Seasoned Investors: Please Help Me Understand Market Numbers
"Baseball fans love numbers. They love to swirl them around their mouths like Bordeaux wine." ~Pat Conroy
I grew up on baseball. I've loved numbers since I was a kid. As I've aged (prematurely) I've come to understand that some baseball numbers mean a lot, while others that I grew up analyzing don't mean squadoosh. I wonder if investing is the same way.
Take batting average (AVG), for example. For the last 150 years, dividing a batter's hits into his attempts has been the most complex analysis you'll find on a batter's ability in a newspaper or magazine. The statistical revolution of sabermetrics has all but erased batting average from the consideration of baseball executives and serious fans. It hasn't however, had any effect on the media pundits, experts, and casual observers who breathlessly follow the batting average race for six months.
Are there any investment numbers that are considered hallmarks, followed and promoted by the media, their cadre of experts, and casual observers that actually have no meaning or relation to the company's worth?
Other baseball numbers are useful only when used in context, for example, the stolen base. Stealing bases is an important aspect of the game, but the statistical revolution has shown that a success rate of steals less than about 70% actually reduces the team's scoring capacity over the long run. It turns out, stealing bases has little impact on a team's overall run production, but can produce a maximum impact if used properly by an astute manager.
Are there any numbers that are widely misunderstood by the investment community because they are applied too broadly even though they are only useful in a certain context?
One of the most interesting aspects of the game is the wide disparity in the configuration of parks for each team. Some parks drastically reduce runs scored due to size, weather effects, and sight lines while others, most famously Coors Field in Denver, can make an average hitter look like Ted Williams. Even when fans and experts are aware of the park's effects, they have trouble placing a valuation on it or properly discounting the park's effects on a player's performance even when that statistical information is readily available.
Are there any factors in investing that consistently impact a stock whose effects are often underappreciated even though that information is readily available to everyone?
Baseball statheads have a number they've fallen in love with. It's called Win Shares. It was invented by sabermetric legend Bill James in the 1980s and it's still largely unknown in the baseball community. It is an excellent descriptive summary statistic that calculates a player's overall value. It's a bit complicated but does a great job of correlating a player's performance to how many games a team wins. After all, winning is the bottom line.

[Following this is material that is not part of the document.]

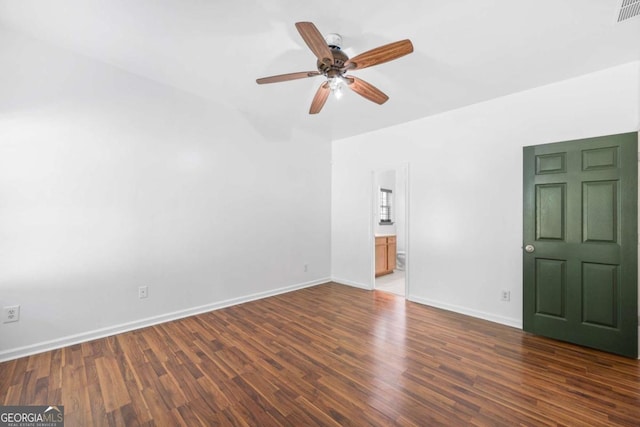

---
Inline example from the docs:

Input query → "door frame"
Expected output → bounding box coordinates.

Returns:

Are there any statistics in the investment community that do an excellent job of summarizing a company's bottom line performance that the majority of people have never even heard of?
There is an institutional bias in the baseball community towards certain numbers. Pitchers are judged by Wins and Saves, which are largely factors of the players around them. Hitters are judged by Runs Scored and Runs Batted In even though it's evident that you can't drive in runners if nobody is on base. Pundits focus on those numbers at a ridiculously disproportionate level. Even significant offseason awards like the MVP and Cy Young Awards are often decided by these arbitrary measures, and these are awards are voted on by the supposed experts of the field. This bias is self perpetuating, forcing pundits to keep a close on this often worthless information, captivating the casual observer for months.
Are there any numbers in investing that have an institutional bias, are promoted by people within the industry, but have little to no relation to the overall performance of the company?
I could probably go on and on with these types of analogies but I'll stop here. Please add any insights you have. I would greatly appreciate it. I'm here to learn about investing, and unfortunately, I don't have much experience in it. (That's why I don't blog "stock advice." I have none to give.)
If there are any other useful numbers that you can share with me that don't fall under the questions I've listed, I hope you'll share those as well.